Selama seminggu ke depan, timnya akan melakukan penelitian untuk menguji hipotesa tersebut. Melihat tingkat kepuasan masyarakat, kesejahteraan pengemudi, dan ekosistem transportasi pasca kenaikan tarif ojol. Sampel penelitian akan diambil dari setiap zona I, II, dan III.
Jika masyarakat banyak yang komplain tarif ojol terlalu mahal, apakah masih bisa diturunkan? ”Saya kira bisa saja. Tapi, tentu juga harus dengan kesepakatan dari dua aplikator dan pihak-pihak terkait. Dan saya kiran kenaikan tarif tidak tinggi,” ucap Budi.
Untuk mengantisipasi adanya kecurangan tarif ojol, Budi sudah menyurati dinas perhubungan provinsi.

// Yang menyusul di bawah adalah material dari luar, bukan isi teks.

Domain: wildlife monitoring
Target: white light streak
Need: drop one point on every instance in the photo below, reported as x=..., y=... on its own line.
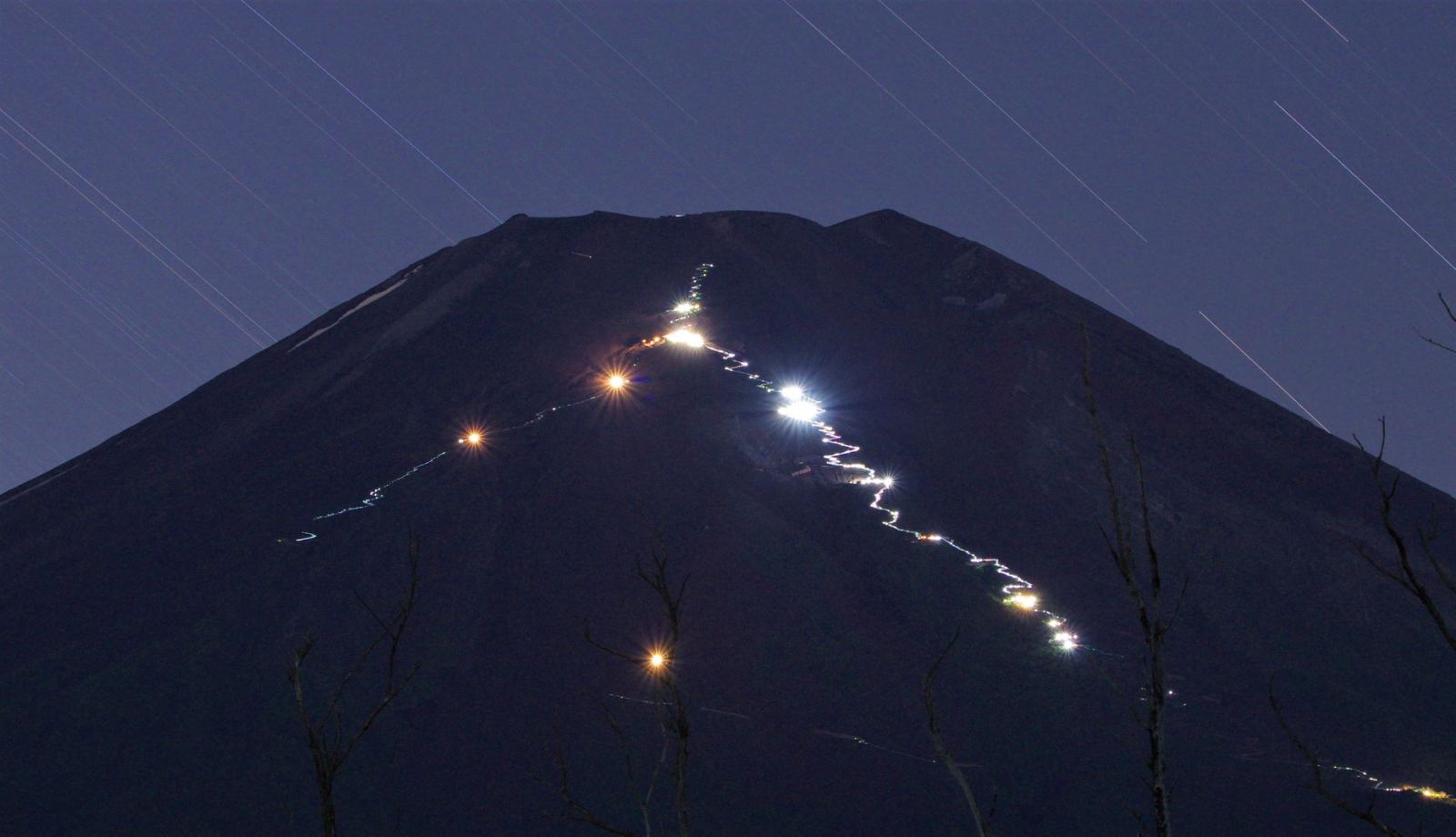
x=1327, y=21
x=1383, y=203
x=120, y=226
x=388, y=124
x=961, y=157
x=686, y=338
x=1012, y=587
x=628, y=62
x=1014, y=121
x=801, y=411
x=1289, y=395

Meminta Balai Pengelolaan Transportasi Darat (BPTD) seluruh kabupaten/kota mengerahkan stafnya untuk melaksanakan pengawasan tarif. Berdasarkan kesepakatan, ada dua cara dalam melakukan pengawasan.
Pertama, BPTD akan melihat dan melakukan pengawasan sendiri. Kedua, Dirjen Hubdar membuat surat kepada BPTD mengenai adanya persaingan tidak sehat dari dua perusahaan aplikasi. Sehingga, terjadi saling crosscheck.
Di sisi lain, Budi juga menyadari, di beberapa daerah masih ada perseteruan antara ojol dan ojek pangkalan. Khususnya, di daerah yang biasa mereka sebut zona merah. Seperti, bandara dan stasiun. Zona dengan nilai rupiah tinggi bagi pengemudi bisa mengambil penumpang di daerah tersebut.
Menurut Budi, harus ada komunikasi yang bagus antara perusahaan aplikasi dan otoritas setempat. Sehingga, bisa muncul kerjasama untuk integrasi transportasi. ”Tinggal komunikasi dan koordinasi saja dengan pihak setempat,” ujarnya.
Sementara itu, Presidium Nasional Gabungan Aksi Roda Dua Indonesia Igun Wicaksono mengatakan, belum ada keluhan dari pengemudi mitra ojol. Semuanya masih berjalan kondusif. ”Mayoritas driver mitra menerima,” katanya.
Di sisi lain, keluhan datang dari konsumen yang terbiasa menggunakan ojol. Juwita dan Joko Aji mengeluh tarif ojol mahal. Juwita yang kerap menggunakan aplikasi Grab Food untuk memesan makanan kini harus berpikir dua kali. ”Biasanya Cuma Rp 19 ribu mulai kemarin menjadi Rp 20.500. Ya mahal,” urai perempuan 30 tahun itu.
Sedangkan, Joko merasa ongkos transportasi sehari-hari membengkak. Dia biasa menggunakan ojol dari stasiun KRL di Palmerah menuju kantornya di daerah Permata Hijau. Berjarak sekitar 3 km. Sebelum ada kenaikan tarif, pria 35 tahun itu hanya perlu membayar Rp 9 ribu. Mulai kemarin, dia harus merogoh kocek hingga Rp 14 ribu.
”Menurut saya aplikasi juga bermain agar memperoleh harga itu. Di aplikasinya tidak menunjukkan jalan tercepat. Tapi memilih jarak yang lebih jauh supaya dapat harga minimal itu,” terang Joko yang berdomisili di Depok itu.